Mensagem por Maria Eduarda Costa em Seg Nov 28, 2016 2:48 am

O texto publicado no site “a filosofia”, trás como tema a teoria do conhecimento empirista, mostrando seu contexto e como os filósofos mais antigos pensavam sobre ela.
Os empiristas tem o pensamento de que todo o nosso conhecimento adquirimos por experiências que passamos na vida, como cita no texto 'tradições e costumes', porém esta teoria se abrange além da prática sensorial.
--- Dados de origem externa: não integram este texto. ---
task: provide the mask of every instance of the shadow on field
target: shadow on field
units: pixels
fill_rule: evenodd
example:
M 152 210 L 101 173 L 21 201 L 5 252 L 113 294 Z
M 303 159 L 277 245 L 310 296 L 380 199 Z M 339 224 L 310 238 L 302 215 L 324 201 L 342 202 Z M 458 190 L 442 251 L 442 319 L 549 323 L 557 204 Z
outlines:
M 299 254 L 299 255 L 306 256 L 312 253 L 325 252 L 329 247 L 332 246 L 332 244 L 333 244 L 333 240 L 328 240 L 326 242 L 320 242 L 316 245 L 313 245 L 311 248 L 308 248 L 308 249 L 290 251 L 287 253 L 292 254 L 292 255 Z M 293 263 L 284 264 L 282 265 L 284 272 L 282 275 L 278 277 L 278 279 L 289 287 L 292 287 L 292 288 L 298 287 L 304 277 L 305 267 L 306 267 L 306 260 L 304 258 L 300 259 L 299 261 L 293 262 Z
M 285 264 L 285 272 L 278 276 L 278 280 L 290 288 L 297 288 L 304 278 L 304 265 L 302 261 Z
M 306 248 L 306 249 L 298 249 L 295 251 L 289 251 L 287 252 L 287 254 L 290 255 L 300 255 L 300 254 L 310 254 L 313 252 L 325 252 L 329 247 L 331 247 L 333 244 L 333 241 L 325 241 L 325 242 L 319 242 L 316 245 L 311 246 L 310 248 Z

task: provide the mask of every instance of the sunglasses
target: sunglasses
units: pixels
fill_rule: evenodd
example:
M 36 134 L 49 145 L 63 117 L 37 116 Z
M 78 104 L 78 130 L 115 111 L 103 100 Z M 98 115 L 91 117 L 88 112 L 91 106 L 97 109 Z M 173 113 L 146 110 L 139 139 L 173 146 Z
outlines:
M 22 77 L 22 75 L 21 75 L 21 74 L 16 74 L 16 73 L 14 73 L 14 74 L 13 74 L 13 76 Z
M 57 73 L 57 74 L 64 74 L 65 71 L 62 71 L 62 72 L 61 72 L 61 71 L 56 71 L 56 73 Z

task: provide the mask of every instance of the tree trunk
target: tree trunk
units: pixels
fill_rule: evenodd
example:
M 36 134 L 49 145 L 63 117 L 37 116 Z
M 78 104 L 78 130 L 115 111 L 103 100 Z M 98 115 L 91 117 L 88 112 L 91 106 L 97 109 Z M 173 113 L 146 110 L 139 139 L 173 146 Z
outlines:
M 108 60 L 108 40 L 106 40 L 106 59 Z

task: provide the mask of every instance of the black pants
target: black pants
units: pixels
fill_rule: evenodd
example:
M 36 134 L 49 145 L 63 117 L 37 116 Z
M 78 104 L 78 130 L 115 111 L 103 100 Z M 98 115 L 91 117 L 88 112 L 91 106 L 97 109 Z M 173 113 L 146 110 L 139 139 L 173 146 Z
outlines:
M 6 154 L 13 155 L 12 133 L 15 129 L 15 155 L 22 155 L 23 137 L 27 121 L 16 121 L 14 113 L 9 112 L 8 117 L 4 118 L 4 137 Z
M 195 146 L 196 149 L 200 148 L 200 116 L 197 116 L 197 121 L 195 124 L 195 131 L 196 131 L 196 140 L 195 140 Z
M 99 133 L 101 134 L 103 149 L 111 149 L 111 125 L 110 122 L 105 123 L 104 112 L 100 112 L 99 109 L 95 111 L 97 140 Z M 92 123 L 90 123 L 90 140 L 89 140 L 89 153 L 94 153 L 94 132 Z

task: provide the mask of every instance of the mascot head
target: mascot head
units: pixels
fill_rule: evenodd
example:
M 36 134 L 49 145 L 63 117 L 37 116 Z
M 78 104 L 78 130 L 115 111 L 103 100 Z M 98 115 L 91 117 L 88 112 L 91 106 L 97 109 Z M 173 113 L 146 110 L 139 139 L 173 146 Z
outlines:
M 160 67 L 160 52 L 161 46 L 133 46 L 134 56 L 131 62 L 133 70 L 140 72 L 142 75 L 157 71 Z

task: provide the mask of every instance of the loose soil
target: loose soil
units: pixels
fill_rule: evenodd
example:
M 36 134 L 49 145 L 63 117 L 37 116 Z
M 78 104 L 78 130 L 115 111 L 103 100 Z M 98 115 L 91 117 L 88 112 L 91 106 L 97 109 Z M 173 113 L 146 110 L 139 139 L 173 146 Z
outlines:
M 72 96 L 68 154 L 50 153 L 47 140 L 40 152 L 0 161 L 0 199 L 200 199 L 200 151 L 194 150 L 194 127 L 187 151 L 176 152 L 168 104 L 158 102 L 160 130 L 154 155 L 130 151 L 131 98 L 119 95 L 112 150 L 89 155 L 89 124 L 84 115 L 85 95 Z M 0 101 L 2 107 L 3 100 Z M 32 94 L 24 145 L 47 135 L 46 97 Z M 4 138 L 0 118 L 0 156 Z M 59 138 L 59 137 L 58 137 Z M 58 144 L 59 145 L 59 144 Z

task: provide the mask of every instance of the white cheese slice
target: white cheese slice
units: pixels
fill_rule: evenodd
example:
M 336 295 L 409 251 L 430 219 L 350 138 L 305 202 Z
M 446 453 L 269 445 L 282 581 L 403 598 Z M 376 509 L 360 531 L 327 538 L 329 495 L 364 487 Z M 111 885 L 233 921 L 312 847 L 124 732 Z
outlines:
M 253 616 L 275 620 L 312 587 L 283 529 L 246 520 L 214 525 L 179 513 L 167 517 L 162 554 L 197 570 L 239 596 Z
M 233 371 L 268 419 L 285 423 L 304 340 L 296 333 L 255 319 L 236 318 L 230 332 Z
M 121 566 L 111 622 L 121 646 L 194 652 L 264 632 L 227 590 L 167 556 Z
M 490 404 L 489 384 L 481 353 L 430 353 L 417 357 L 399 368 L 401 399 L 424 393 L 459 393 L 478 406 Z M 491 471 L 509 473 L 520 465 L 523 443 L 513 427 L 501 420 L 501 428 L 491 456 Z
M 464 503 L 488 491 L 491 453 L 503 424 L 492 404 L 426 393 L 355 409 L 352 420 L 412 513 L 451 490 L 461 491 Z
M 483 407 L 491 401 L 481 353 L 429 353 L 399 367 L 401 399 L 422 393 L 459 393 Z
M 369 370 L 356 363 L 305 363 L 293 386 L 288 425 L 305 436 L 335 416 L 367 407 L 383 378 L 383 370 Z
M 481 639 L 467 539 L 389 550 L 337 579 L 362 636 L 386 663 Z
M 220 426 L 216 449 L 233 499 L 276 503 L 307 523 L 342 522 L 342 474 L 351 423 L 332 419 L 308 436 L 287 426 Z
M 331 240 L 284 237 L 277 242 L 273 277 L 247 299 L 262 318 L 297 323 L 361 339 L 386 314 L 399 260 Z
No livro Ensaio, escrito por John Locke que foi considerado o “pai” da filosofia empirista, mostra que quando nós nascemos, somos um livro em branco, e ao passar do tempo com nossas experiências vividas, as paginas deste livro vai se colorindo e vão guardando tudo de importante que você já viveu e então vai se criando uma opinião própria sobre cada assunto. A teoria empirista origina outras duas ideias, uma delas é a ideia simples que mostra que não se pode haver distinções, como o exemplo de cores e texturas. E a ideia complexa, que é nada menos que misturar as ideias simples, assim criando um conceito abstrato do material. Vários filósofos se aderiram a ideia empirista e muito deles já foram tratados em aula, como o grande Aristóteles, Nicolau Maquiavel, Thomas Hobbes entre outros que de alguma forma foram importante para a filosofia.
Este texto trás a ideia principal do empirismo mostrando desde seu contexto até sua abrangência para outros tipos de ideia, como o exemplo a ideia simples e complexa. Um dos pontos importantes foi mostrar que o empirismo não se limita apenas só na parte sensorial ele parte para outros campus. Foi percebido a ênfase que foi dada ao filósofo John Locke ao dizer que ele foi considerado o “pai” da filosofia empirista e isso está correto porque ele que deu um impulso a essa teoria escrevendo o livro Ensaio falando da tábua rasa. E por final mostrando os filósofos percussores da ideia empirista.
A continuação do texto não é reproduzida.